Antibiotic resistance is a growing problem. Some of this is due to overuse of antibiotics in humans, but some of it is probably due to the use of antibiotics as growth promoters in food of animals. A study published in the journal Science in August 2007 found that the rate of adaptative mutations in E. coli is "on the order of 10–5 per genome per generation, which is 1,000 times as high as previous estimates," a finding which may have significance for the study and management of bacterial antibiotic resistance.
Antibiotic-resistant E. coli may also pass on the genes responsible for antibiotic resistance to other species of bacteria, such as Staphylococcus aureus. E. coli often carry multidrug resistant plasmids and under stress readily transfer those plasmids to other species. Indeed, E. coli is a frequent member of biofilms, where many species of bacteria exist in close proximity to each other. This mixing of species allows E. coli strains that are piliated to accept and transfer plasmids from and to other bacteria. Thus E. coli and the other enterobacteria are important reservoirs of transferable antibiotic resistance.
Phage therapy—viruses that specifically target pathogenic bacteria—has been developed over the last 80 years, primarily in the former Soviet Union, where it was used to prevent diarrhea caused by E. coli. Presently, phage therapy for humans is available only at the Phage Therapy Center in the Republic of Georgia and in Poland. However, on January 2 2007, the United States FDA gave Omnilytics approval to apply its E. coli O157:H7 killing phage in a mist, spray or wash on live animals that will be slaughtered for human consumption.

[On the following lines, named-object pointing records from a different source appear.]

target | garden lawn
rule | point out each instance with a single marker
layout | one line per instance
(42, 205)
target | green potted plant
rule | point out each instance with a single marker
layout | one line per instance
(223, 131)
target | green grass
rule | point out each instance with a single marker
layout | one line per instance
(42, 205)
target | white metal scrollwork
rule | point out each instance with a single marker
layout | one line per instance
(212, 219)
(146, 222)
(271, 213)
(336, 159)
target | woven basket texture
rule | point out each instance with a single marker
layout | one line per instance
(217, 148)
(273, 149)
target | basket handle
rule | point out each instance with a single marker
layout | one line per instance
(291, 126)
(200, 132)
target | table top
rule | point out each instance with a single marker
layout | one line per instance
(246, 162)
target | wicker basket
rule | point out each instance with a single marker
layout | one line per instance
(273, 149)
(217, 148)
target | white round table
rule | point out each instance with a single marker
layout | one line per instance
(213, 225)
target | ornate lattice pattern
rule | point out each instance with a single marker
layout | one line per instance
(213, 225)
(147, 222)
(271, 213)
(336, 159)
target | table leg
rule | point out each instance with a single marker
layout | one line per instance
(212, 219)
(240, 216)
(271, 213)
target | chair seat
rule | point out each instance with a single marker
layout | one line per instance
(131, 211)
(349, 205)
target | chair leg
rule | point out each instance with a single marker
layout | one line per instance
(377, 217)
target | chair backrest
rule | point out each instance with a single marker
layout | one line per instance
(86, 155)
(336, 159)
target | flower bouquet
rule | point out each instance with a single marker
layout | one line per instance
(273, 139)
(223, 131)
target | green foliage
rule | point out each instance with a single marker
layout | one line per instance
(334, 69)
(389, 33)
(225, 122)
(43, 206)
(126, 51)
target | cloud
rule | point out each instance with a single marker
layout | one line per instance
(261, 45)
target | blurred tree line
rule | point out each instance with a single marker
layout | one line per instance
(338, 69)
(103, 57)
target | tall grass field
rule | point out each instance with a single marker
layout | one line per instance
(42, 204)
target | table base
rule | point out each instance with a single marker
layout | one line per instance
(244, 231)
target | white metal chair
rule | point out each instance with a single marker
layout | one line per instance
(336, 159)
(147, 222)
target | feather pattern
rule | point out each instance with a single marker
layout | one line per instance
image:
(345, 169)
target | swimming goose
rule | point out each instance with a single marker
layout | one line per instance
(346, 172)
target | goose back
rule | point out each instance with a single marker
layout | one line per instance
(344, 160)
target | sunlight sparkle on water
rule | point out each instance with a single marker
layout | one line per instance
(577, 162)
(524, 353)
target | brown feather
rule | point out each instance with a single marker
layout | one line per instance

Researchers have actively been working to develop safe, effective vaccines to lower the worldwide incidence of E. coli infection. In March 2006, a vaccine eliciting an immune response against the E. coli O157:H7 O-specific polysaccharide conjugated to recombinant exotoxin A of Pseudomonas aeruginosa (O157-rEPA) was reported to be safe in children two to five years old. Previous work had already indicated that it was safe for adults. A phase III clinical trial to verify the large-scale efficacy of the treatment is planned.

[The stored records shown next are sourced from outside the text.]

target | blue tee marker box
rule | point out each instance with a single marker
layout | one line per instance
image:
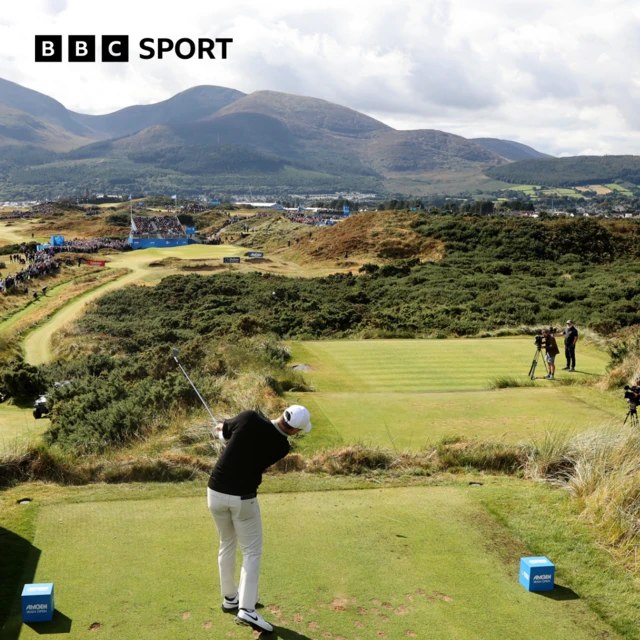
(537, 574)
(37, 602)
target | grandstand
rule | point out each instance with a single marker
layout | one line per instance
(156, 231)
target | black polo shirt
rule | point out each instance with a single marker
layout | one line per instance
(254, 445)
(570, 334)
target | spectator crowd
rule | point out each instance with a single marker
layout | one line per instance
(38, 263)
(91, 245)
(166, 226)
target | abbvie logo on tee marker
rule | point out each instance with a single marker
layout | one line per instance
(116, 48)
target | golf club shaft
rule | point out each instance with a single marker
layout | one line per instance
(197, 392)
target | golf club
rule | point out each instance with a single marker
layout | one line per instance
(175, 357)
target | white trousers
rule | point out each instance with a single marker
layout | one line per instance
(238, 521)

Because of its long history of laboratory culture and ease of manipulation, E. coli also plays an important role in modern biological engineering and industrial microbiology. The work of Stanley Norman Cohen and Herbert Boyer in E. coli, using plasmids and restriction enzymes to create recombinant DNA, became a foundation of biotechnology.
E. coli is frequently used as a model organism in microbiology studies. Cultivated strains (e.g. E. coli K12) are well-adapted to the laboratory environment, and, unlike wild type strains, have lost their ability to thrive in the intestine. Many lab strains lose their ability to form biofilms. These features protect wild type strains from antibodies and other chemical attacks, but require a large expenditure of energy and material resources.

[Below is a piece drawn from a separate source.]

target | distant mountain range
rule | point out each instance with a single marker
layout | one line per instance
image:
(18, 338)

Escherichia coli O157:H7 is an enterohemorrhagic strain of the bacterium Escherichia coli and a cause of foodborne illness. Based on a 1999 estimate, there are 73,000 cases of infection and about 60 deaths caused by E.coli O157:H7 each year in the United States. Infection often leads to bloody diarrhea, and occasionally to kidney failure, especially in young children and elderly people. Most illness has been associated with eating undercooked, contaminated ground beef, drinking unpasteurized milk, swimming in or drinking contaminated water, and eating contaminated vegetables.